Canadian CPI accelerates to 1.5% yr in June from 1.2% in May, and the BoC core rate rises 0.2 ppts to the 2.0% target. Some energy prices, especially natural gas and gasoline, were constraining factors, while electricity and auto prices picked up.
German producer prices decelerate to 1.6% yr in June, their lowest since mid 2010 and the pace they were running in nearly 2009 when the global economy was slumping.
UK budget deficit was £14.4bn in June up from £13.9bn a year earlier. This was wider than expected and increases the prospect that the full year deficit target of £120bn will be exceeded.
Spanish 10 yr bond yields hit 7.2%, equities down 5%. This followed confirmation by the Eurogroup finance ministers: Spain will receive up to €100bn to recapitalise the banks, with the EFSF setting aside €30bn initially and the final amount being determined once the audit of the banks is completed, probably in September. When up and running, the ESM will provide the balance of the funds. The loans, of up to 15yrs tenure, will be made to the FROB which is an agent of the Spanish govt, which will retain the full liability for the assistance.
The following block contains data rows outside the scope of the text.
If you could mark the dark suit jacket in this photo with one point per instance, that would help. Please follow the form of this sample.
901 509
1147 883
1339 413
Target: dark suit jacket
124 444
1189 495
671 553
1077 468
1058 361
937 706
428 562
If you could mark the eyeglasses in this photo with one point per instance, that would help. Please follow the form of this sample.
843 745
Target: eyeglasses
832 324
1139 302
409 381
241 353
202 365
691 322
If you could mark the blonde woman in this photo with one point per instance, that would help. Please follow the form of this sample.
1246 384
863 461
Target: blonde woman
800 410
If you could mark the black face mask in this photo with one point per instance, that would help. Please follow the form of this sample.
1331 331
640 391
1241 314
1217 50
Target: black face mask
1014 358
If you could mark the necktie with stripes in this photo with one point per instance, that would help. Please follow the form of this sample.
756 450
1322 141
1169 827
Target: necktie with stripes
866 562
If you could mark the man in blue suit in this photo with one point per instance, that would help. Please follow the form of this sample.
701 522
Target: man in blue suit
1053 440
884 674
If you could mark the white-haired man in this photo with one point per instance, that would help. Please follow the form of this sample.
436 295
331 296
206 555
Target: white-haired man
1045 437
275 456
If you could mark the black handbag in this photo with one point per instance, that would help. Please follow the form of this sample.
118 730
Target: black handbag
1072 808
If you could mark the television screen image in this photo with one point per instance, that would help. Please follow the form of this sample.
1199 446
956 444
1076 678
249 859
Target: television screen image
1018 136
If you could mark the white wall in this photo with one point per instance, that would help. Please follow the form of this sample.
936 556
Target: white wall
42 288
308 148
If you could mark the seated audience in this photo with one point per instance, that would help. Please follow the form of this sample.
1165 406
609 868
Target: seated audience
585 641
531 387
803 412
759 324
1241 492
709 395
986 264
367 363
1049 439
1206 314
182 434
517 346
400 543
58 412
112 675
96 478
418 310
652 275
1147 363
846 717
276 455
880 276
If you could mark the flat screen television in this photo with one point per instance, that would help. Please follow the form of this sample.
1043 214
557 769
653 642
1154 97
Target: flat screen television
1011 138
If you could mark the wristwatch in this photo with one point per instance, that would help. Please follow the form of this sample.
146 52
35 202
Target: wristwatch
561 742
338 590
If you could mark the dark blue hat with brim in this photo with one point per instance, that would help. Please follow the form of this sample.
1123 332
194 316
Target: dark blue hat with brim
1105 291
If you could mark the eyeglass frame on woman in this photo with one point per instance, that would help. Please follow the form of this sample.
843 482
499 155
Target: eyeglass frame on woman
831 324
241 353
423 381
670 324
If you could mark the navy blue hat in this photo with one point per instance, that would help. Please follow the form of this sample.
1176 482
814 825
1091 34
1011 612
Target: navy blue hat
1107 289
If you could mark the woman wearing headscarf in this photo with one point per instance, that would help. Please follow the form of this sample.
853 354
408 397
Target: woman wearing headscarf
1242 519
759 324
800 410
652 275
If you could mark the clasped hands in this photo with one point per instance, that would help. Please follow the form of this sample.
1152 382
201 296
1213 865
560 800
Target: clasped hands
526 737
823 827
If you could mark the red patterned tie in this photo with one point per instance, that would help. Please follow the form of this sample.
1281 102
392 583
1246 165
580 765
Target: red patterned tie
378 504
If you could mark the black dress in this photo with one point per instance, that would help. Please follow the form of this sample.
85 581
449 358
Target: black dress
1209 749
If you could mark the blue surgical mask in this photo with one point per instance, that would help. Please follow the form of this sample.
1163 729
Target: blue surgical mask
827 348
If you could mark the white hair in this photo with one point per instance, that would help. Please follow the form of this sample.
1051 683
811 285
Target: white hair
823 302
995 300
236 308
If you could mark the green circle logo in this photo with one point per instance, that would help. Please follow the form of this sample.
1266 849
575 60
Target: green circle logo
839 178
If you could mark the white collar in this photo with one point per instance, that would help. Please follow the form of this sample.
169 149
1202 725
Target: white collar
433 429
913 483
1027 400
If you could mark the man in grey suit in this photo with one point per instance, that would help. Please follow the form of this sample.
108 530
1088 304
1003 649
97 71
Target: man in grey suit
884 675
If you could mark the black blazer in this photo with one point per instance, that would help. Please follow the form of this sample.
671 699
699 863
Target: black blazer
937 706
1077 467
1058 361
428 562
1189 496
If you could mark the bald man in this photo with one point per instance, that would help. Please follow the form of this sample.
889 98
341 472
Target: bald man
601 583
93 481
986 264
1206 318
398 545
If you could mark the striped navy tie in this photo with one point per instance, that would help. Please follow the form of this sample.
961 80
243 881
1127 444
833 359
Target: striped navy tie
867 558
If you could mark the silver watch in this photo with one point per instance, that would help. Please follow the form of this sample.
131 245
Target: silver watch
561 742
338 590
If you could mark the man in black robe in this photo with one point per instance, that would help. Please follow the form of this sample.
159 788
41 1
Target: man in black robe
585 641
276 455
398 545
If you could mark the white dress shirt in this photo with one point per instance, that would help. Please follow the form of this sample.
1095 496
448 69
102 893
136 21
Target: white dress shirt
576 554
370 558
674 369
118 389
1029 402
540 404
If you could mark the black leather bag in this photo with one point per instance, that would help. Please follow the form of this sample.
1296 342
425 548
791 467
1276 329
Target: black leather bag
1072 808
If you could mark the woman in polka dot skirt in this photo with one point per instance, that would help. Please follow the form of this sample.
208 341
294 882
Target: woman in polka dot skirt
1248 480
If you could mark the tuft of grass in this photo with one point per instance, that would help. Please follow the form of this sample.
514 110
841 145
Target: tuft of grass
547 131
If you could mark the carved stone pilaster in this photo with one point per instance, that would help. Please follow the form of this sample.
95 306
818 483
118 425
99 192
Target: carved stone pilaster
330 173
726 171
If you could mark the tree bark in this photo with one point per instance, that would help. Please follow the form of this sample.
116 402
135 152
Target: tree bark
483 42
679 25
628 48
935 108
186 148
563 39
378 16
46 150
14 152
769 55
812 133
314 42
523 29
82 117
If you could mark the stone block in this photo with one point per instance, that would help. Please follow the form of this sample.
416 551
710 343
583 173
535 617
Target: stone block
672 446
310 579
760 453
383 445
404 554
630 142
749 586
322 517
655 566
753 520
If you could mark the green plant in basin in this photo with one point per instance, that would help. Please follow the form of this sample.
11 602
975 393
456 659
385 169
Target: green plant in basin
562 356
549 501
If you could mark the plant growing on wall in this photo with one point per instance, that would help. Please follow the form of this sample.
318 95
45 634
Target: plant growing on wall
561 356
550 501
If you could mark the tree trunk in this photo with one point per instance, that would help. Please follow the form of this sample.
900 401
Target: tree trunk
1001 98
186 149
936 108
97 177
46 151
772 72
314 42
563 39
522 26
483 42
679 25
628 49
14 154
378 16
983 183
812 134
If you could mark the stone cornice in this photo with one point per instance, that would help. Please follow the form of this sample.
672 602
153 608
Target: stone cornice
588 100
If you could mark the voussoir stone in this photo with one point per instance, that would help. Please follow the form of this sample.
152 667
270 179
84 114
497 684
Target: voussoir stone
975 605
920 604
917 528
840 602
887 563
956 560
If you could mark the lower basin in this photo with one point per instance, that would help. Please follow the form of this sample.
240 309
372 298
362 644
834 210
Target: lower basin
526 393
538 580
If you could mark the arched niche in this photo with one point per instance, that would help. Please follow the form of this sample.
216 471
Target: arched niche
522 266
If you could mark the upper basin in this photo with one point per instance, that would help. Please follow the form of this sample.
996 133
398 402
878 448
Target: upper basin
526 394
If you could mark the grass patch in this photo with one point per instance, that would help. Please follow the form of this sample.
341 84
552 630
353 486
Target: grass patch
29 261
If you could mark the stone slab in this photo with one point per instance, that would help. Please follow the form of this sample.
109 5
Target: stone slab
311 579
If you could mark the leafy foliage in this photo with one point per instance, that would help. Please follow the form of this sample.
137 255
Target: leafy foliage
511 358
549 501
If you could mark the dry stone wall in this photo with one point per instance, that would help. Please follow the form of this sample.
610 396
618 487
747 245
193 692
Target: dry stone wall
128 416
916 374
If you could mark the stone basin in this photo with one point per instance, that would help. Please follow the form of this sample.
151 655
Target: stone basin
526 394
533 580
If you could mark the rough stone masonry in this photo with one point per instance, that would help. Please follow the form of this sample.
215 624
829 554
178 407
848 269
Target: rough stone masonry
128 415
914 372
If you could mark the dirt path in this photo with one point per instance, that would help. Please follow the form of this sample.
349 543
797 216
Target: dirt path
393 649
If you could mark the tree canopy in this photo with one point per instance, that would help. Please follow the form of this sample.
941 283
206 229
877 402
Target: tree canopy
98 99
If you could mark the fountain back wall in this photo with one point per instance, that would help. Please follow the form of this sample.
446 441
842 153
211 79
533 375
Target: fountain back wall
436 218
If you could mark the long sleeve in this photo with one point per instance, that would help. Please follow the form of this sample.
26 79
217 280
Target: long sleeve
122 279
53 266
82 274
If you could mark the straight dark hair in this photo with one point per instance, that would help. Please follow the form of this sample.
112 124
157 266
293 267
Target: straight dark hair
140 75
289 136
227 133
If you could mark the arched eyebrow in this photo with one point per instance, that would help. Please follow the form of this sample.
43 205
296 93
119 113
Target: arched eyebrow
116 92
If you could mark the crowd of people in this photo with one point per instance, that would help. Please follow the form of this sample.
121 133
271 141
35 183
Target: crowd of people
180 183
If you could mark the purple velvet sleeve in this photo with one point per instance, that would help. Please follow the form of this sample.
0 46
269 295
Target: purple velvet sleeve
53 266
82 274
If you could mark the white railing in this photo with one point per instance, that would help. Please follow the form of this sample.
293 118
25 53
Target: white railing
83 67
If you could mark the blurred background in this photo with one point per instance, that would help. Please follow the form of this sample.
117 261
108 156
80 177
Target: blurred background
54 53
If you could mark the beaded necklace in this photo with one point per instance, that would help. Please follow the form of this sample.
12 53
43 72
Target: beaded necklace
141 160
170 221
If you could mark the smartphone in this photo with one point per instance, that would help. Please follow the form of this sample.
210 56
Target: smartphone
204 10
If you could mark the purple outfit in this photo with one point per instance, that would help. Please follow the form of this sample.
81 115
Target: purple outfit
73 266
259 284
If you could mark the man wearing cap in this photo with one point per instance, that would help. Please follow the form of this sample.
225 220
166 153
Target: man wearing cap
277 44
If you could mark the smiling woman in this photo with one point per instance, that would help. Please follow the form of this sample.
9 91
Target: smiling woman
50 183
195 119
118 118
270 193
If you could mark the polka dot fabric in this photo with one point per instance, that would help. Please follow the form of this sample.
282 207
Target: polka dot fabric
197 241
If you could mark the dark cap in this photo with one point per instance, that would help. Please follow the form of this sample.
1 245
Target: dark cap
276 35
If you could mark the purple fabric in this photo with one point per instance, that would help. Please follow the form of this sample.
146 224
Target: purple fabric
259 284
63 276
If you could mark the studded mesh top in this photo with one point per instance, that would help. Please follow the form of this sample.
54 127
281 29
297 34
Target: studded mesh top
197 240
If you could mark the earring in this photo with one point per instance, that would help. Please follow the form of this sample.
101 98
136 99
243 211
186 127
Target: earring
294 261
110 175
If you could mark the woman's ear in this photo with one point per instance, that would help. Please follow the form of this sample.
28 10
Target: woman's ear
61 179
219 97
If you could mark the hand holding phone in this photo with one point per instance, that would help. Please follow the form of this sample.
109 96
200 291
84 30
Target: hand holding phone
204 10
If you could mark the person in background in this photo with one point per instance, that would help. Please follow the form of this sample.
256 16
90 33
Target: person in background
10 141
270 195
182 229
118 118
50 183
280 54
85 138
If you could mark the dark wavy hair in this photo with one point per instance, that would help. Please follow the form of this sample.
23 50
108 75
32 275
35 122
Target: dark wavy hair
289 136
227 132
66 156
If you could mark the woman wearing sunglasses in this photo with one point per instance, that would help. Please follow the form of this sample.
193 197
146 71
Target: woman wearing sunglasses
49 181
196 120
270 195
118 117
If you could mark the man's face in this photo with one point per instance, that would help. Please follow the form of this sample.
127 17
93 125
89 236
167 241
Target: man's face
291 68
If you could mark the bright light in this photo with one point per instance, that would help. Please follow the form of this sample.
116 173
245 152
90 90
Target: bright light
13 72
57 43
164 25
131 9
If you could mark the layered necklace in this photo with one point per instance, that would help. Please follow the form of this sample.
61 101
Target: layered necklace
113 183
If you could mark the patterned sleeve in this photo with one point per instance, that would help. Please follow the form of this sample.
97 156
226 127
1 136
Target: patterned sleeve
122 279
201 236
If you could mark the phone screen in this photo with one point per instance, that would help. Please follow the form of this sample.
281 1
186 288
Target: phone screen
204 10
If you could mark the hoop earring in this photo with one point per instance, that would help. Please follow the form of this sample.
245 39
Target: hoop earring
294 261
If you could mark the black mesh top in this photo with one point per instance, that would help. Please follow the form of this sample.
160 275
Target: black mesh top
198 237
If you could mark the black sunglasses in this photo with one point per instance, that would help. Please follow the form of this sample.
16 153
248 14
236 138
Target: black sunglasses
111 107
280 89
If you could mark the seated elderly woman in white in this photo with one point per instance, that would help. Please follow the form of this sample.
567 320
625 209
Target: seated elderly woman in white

One takeaway from this is that we can disregard what EU leaders claim to have agreed at their next summit; to find out what the truth is, just look at Ms Merkel’s face. Meanwhile, Spain has found €15bn to bailout regional administrations like Catalonia and Valencia that have lost access to markets but claims it won’t impact published debt raising plans. Investors don’t like it; they are losing faith in Spain’s ability to finance herself and can no longer trust what the political leaders across Europe say.
AUD and NZD Outlook: It’s possible last week’s mini-rallies have ended so a cautious stance is warranted today. Domestically we have Australian PPI inflation, Westpac’s economists forecasting above consensus.
NZD/USD 1 day: 0.7980 needs to hold for a push towards 0.8055.
NZD/USD 1 month: 0.7900.
NZ 2yr swap yield 1 day: Opening today 4bp lower at\ 2.60%.
NZ 2yr swap yield 1 month: We expect the 25bp decline in yield since 4 July to continue towards 2.35%, driven mainly by Eurozone disappointments.
AUD/USD 1 day: If 1.0325 holds, AUD can continue its push towards 1.0445.
AUD/USD 1 month: 1.0150.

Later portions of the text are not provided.